1. "here, $$f$$ here has" => "here, $$f$$ has"
2. $f$ ==> $$f$$
    * $f$ does not render on website, works on vscode

1 files changed, 2 insertions, 2 deletions

diff --git a/docs/user-guide/07-autodiff.md b/docs/user-guide/07-autodiff.md
index ef60da4a5..2752500a7 100644
--- a/docs/user-guide/07-autodiff.md
+++ b/docs/user-guide/07-autodiff.md
@@ -29,7 +29,7 @@ As an example, consider a polynomial function
 
 $$ f(x, y) = x^3 + x^2 - y $$
 
-Here, $$f$$ here has 1 output and 2 inputs. $$Df$$ is therefore the row matrix:
+Here, $$f$$ has 1 output and 2 inputs. $$Df$$ is therefore the row matrix:
 
 $$ Df(x, y) = [\frac{\partial f}{\partial x}, \frac{\partial f}{\partial y}] = [3x^2 + 2x, -1] $$
 
@@ -56,7 +56,7 @@ There are two basic ways to compute this product:
  2. the vector-Jacobian product $$ \langle \mathbf{v}^T, D\mathbf{f}(\mathbf{x}) \rangle $$, also called reverse-mode autodiff, and can be computed using `bwd_diff` operator in Slang.

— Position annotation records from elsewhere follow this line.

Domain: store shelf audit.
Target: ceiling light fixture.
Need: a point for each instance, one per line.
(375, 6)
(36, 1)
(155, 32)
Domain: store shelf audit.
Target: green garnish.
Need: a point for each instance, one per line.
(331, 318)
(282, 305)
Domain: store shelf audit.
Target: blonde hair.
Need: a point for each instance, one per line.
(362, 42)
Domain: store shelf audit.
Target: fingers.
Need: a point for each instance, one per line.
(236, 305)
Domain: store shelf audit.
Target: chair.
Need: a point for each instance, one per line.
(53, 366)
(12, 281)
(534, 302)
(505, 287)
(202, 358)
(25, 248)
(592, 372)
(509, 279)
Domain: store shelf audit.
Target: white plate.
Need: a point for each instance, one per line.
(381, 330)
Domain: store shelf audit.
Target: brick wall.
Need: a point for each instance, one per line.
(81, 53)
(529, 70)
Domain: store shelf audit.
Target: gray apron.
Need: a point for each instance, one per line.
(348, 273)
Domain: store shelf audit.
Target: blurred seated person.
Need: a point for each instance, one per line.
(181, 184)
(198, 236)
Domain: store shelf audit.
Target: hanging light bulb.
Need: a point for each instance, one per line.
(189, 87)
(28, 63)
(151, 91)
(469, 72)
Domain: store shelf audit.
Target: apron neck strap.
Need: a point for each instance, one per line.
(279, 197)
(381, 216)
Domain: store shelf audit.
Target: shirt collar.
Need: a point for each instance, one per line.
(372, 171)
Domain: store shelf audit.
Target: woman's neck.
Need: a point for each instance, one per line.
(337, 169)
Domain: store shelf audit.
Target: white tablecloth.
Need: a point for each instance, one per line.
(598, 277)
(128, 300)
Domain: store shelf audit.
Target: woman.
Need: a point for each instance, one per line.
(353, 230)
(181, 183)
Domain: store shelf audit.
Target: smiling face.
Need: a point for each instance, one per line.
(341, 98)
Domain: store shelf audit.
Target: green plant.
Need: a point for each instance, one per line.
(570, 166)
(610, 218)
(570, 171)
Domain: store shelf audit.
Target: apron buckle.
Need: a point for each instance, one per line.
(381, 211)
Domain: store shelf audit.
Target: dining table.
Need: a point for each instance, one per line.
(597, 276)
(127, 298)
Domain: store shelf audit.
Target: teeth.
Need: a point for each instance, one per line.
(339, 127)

From a linear algebra perspective, this is the transpose of the forward-mode operator. 
 
 #### Propagating derivatives with forward-mode auto-diff
-The products described above allow the _propagation_ of derivatives forward and backward through the function $f$
+The products described above allow the _propagation_ of derivatives forward and backward through the function $$f$$
 
 The forward-mode derivative (Jacobian-vector product) can convert a derivative of the inputs to a derivative of the outputs. 
 For example, let's say inputs $$\mathbf{x}$$ depend on some scalar $$\theta$$, and $$\frac{\partial \mathbf{x}}{\partial \theta}$$ is a vector of partial derivatives describing that dependency.